Renders the replication side of the MySqlSourceConnection ingestion dataflow.

§Progress tracking using Partitioned Timestamps

This dataflow uses a Partitioned Timestamp implementation to represent the GTID Set that comprises the full set of committed transactions from the MySQL Server. The frontier representing progress for this dataflow represents the full range of possible UUIDs + Transaction IDs of future GTIDs that could be added to the GTID Set.

See the mz_storage_types::sources::mysql::GtidPartition type for more information.

To maintain a complete frontier of the full UUID GTID range, we use a partitions::GtidReplicationPartitions struct to store the GTID Set as a set of partitions. This allows us to easily advance the frontier each time we see a new GTID on the replication stream.

§Resumption

When the dataflow is resumed, the MySQL replication stream is started from the GTID frontier of the minimum frontier across all source outputs.

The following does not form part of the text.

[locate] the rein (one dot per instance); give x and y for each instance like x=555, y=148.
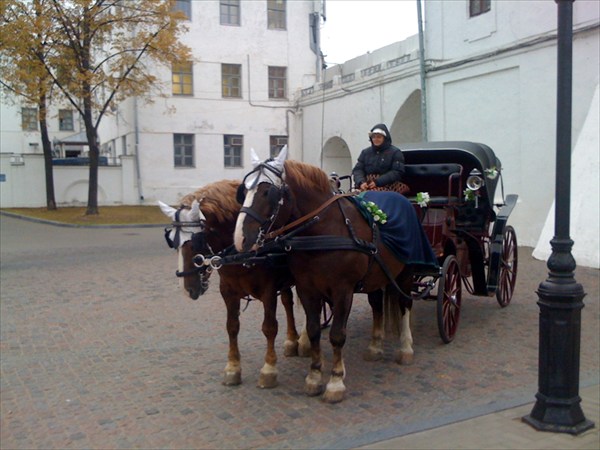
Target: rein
x=310, y=215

This is compared against the GTID set that may still be obtained from the MySQL server, using the @@GTID_PURGED value in MySQL to determine GTIDs that are no longer available in the binlog and to put the source in an error state if we cannot resume from the GTID frontier.

§Rewinds

The replication stream may be resumed from a point before the snapshot for a specific output occurs. To avoid double-counting updates that were present in the snapshot, we store a map of pending rewinds that we’ve received from the snapshot operator, and when we see updates for an output that were present in the snapshot, we negate the snapshot update (at the minimum timestamp) and send it again at the correct GTID.

Modules§

  • context 🔒
  • events 🔒
  • partitions 🔒
    Code related to tracking the frontier of GTID partitions for a MySQL source.

Statics§

  • A constant arbitrary offset to add to the source-id to produce a deterministic server-id for identifying Materialize as a replica on the upstream MySQL server. TODO(roshan): Add user-facing documentation for this
  • Used as a partition id to determine if the worker is responsible for reading from the MySQL replication stream

Functions§

  • raw_stream 🔒
    Produces the replication stream from the MySQL server. This will return all transactions whose GTIDs were not present in the GTID UUIDs referenced in the resume_uppper partitions.
  • render 🔒
    Renders the replication dataflow. See the module documentation for more information.